Crude oil’s storage tank burst last night, with both Brent and WTI spot contracts falling 2.80% as the spectacular run higher came to an unceremonious end. The rot had already started earlier in New York as a Reuters’ survey suggested OPEC production had risen in July. With extended long short term positioning, traders stampeded for the door to lock in profits from the last eight days bull run.

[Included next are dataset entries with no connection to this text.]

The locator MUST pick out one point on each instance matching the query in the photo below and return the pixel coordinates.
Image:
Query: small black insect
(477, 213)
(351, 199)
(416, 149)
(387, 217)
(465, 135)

The coup de grace came from the American Petroleum Institute’s (API) Crude Inventory release late in the New York session. Inventories rose 1.80 million barrels against an expected drawdown of 2.8 million barrels, bringing to an end to the last few weeks trend of falling supplies in storage. As the dust settles, we feel that the move is more to do with nervous positioning rather than a structural change in the market. Traders will now look anxiously to tonight’s official Department of Energy inventory numbers for more guidance with the street looking for a 3.1 million barrel drawdown.
Brent spot trades at 51.25 in early Asia just below its 200-day moving average at 51.40 which will be an intra-day pivot. Brent has traced out a triple top at 52.65 overnight, and this presents formidable resistance now. Support is at the overnight low of 52.60. Also, the 100-day moving average and perhaps the only real positive traders can take from the overnight price action.
WTI spot trades at 48.70 with its 200-day average at 49.10 above the intra-day pivot followed by a double top at 50.30 that formed overnight. Support lies at 48.25, the overnight low, and then the 100-day moving average at 47.75. A daily close below which may signal the bull run is over for now.